Zehnte Veranstaltung

Die Modernisierung der Natur: Überlegungen zur Synthetischen Biologie.

14.05.2014
Prof. Dr. Michael Bölker
Universität Marburg, Genetik

Im Rahmen der zehnten Ringvorlesung stellte Michael Bölker, Professor für Genetik an der Universität Marburg, Möglichkeiten der Modernisierung der Natur vor. Nun ist "Natur" ein weiter Begriff. Daher stellte Professor Bölker gleich zu Beginn klar, dass es ihm nicht um die modernisierte Natur im Sinne einer Flussbegradigung geht. Nein, es ging im Kern um den Einzug einer Methodik in die Bio- und Gentechnologie, die als Synthetische Biologie bezeichnet wird. Entwickelt von Ingenieuren soll diese Methodik die Funktion von Lebewesen gezielt beeinflussbar machen. Was bedeutet das? Bioingenieure verstehen das Erbgut als eine 2-Bit Programmiersprache, so Professor Bölker, die "gehackt" werden kann. Das ist nichts Neues.
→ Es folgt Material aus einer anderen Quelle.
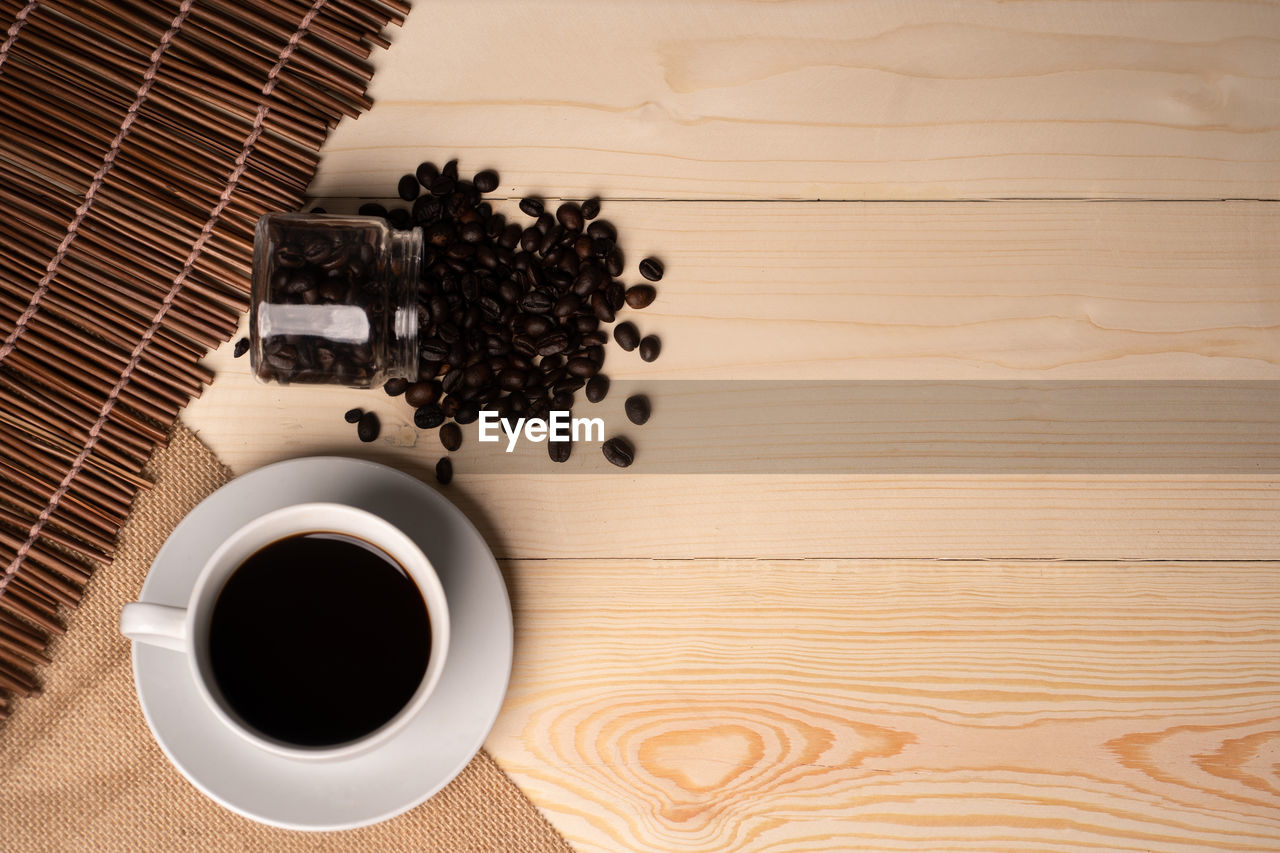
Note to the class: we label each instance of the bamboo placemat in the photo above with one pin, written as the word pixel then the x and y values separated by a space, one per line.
pixel 142 141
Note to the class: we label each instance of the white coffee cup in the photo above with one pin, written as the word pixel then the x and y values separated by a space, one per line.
pixel 186 629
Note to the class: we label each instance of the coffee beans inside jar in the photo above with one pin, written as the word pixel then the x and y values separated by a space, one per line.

Neu ist hingegen die aus den Ingenieurwissenschaften entlehnte Vorgehensweise, Bauelemente zu standardisieren und zu modularisieren und somit zu austauschbaren funktionstragenden Black Boxes zusammenzuführen. Es klingt für den Laien unglaublich, aber dieses Herangehen ist in den Lebenswissenschaften neu – und modern. Die Bauteile heißen Biobricks und sind laut Professor Bölker Ausgangspunkt einer "modernen Steinzeit": Wie aus Ziegelsteinen die Backsteingotik mit zum Himmel strebenden Kathedralen hervorgehen konnte, sollen aus Biobricks Lebewesen (die Rede war immer von Mikroorganismen) mit nützlichen Funktionen entstehen. Beispiele sind die Biosynthese komplexer Wirk- oder Treibstoffe oder die Anzeige von Umweltgiften durch organismische Biosensoren. Tatsächlich sind die Erzeugung des Malariamittels Artemisinin und von Biodiesel erfolgreiche Vorzeigeprojekte mit wirtschaftlicher Bedeutung. Diese Form der Modernisierung der Natur gipfelt in der Totalsynthese von Lebewesen ("never-born cells"), anstelle der Veränderung von Bestehendem. Um ungewünschte Auskreuzungen zu verhindern, werden diese künstlichen (?) Lebewesen (?) so designed, dass sie zu den natürlich evolvierten Arten inkompatibel sind. Als Nebeneffekt erhofft man sich ein "inneres Verständnis" von dem Phänomen Leben. Der Vortrag stimmte nachdenklich und zeigte einmal mehr, wie sehr Mikroorganismen bereits zu Werkzeugen des Menschen geworden sind.